I don't see you ever spawning a task anywhere. If you don't spawn tasks, tokio will never use any of the worker threads.

Also note that there is a footgun lurking in methods like StreamExt::for_each_concurrent.

3 Likes

This isn't a performance footgun - it's a deadlock footgun where you have code that looks reasonable, but depending on runtime conditions can deadlock completely.

1 Like

Huh, I previously read your issue solely as a problem with unexpected long polls of the sub-executor, not as an issue with deadlocks. Completely ignored your second point concerning the problem with async semaphores and hence types like tokio's Mutex that use them under the hood. I amended my answer.

1 Like

That's what makes it a nasty footgun; on first glance, it's "just" a performance issue. On second glance, you see the timeout problems, where things fail on a lightly loaded system.
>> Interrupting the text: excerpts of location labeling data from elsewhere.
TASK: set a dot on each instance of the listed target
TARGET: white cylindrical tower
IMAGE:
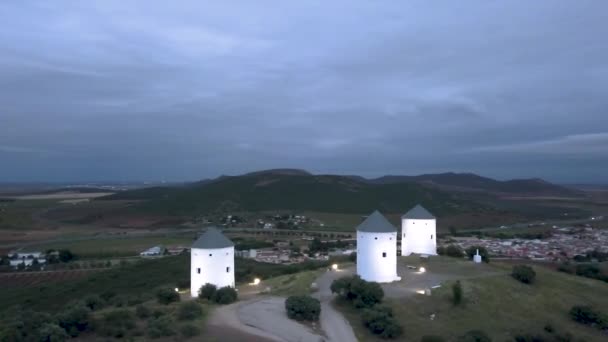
(418, 232)
(211, 261)
(377, 249)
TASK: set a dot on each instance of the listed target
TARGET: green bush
(454, 251)
(587, 315)
(160, 327)
(361, 293)
(74, 319)
(142, 311)
(303, 308)
(474, 336)
(457, 293)
(117, 323)
(189, 330)
(485, 256)
(207, 291)
(167, 296)
(225, 295)
(523, 273)
(94, 302)
(52, 333)
(380, 321)
(188, 311)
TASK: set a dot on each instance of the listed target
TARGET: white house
(211, 261)
(418, 232)
(377, 249)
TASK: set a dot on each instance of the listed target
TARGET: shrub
(142, 311)
(587, 315)
(94, 302)
(361, 293)
(74, 319)
(474, 336)
(454, 251)
(380, 321)
(52, 333)
(457, 293)
(225, 295)
(207, 291)
(189, 330)
(524, 274)
(303, 308)
(117, 323)
(188, 311)
(161, 326)
(485, 256)
(167, 296)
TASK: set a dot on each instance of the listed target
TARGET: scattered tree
(225, 295)
(188, 311)
(524, 274)
(167, 296)
(457, 293)
(303, 308)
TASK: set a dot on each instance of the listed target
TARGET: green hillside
(271, 191)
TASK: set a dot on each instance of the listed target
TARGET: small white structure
(154, 251)
(211, 261)
(418, 232)
(477, 258)
(377, 249)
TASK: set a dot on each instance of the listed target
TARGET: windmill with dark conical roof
(377, 249)
(211, 261)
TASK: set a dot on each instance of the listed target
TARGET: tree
(207, 291)
(303, 308)
(225, 295)
(457, 293)
(358, 291)
(167, 296)
(380, 321)
(485, 256)
(65, 255)
(474, 336)
(51, 332)
(524, 274)
(188, 311)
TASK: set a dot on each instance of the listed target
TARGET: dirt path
(334, 324)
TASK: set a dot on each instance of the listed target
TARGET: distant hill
(280, 190)
(472, 182)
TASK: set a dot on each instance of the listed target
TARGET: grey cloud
(114, 88)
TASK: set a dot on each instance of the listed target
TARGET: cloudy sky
(170, 90)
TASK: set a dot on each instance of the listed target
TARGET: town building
(418, 232)
(377, 249)
(211, 261)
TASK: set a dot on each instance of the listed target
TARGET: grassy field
(115, 247)
(498, 305)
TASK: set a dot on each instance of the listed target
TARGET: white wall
(371, 264)
(418, 236)
(213, 264)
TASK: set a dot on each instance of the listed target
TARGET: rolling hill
(281, 190)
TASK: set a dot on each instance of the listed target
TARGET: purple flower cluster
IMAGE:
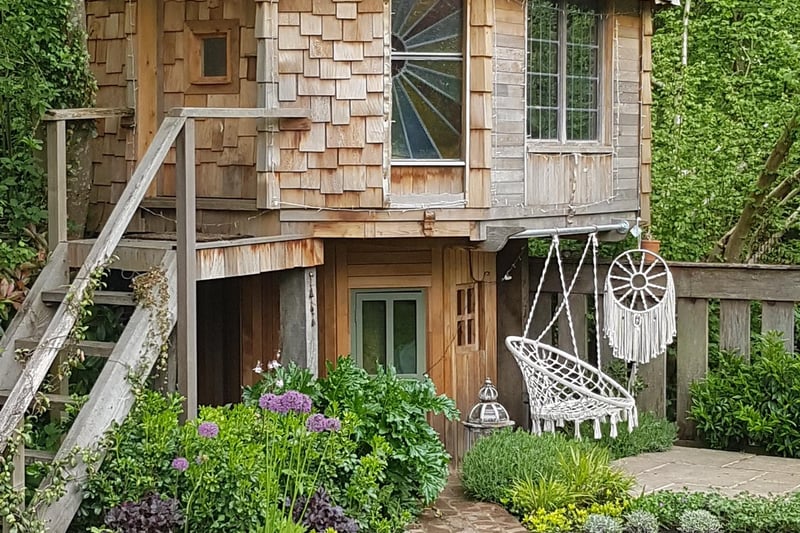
(208, 430)
(318, 423)
(180, 464)
(294, 401)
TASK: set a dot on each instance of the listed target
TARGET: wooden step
(89, 348)
(55, 296)
(55, 399)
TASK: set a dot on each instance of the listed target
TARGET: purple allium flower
(266, 400)
(316, 423)
(208, 430)
(297, 402)
(332, 424)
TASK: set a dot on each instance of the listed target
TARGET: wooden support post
(779, 316)
(692, 356)
(298, 305)
(513, 300)
(187, 266)
(56, 183)
(734, 326)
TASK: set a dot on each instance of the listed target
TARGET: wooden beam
(56, 183)
(779, 316)
(65, 316)
(87, 113)
(111, 398)
(734, 326)
(147, 90)
(692, 357)
(243, 112)
(187, 267)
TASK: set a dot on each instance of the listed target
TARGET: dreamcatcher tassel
(640, 335)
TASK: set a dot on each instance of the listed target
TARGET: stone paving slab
(697, 469)
(692, 469)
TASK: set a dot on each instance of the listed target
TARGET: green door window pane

And on third look, you see the deadlock issue.

1 Like

This code is blocking the thread by using non-async file operations.

I recommend writing your csv to an in-memory array and writing the entire file using tokio::fs::write. See the module documentation for tokio::fs for more suggestions on file io.

Alternatively, you can use one of the async csv libraries.

1 Like

This topic was automatically closed 90 days after the last reply. We invite you to open a new topic if you have further questions or comments.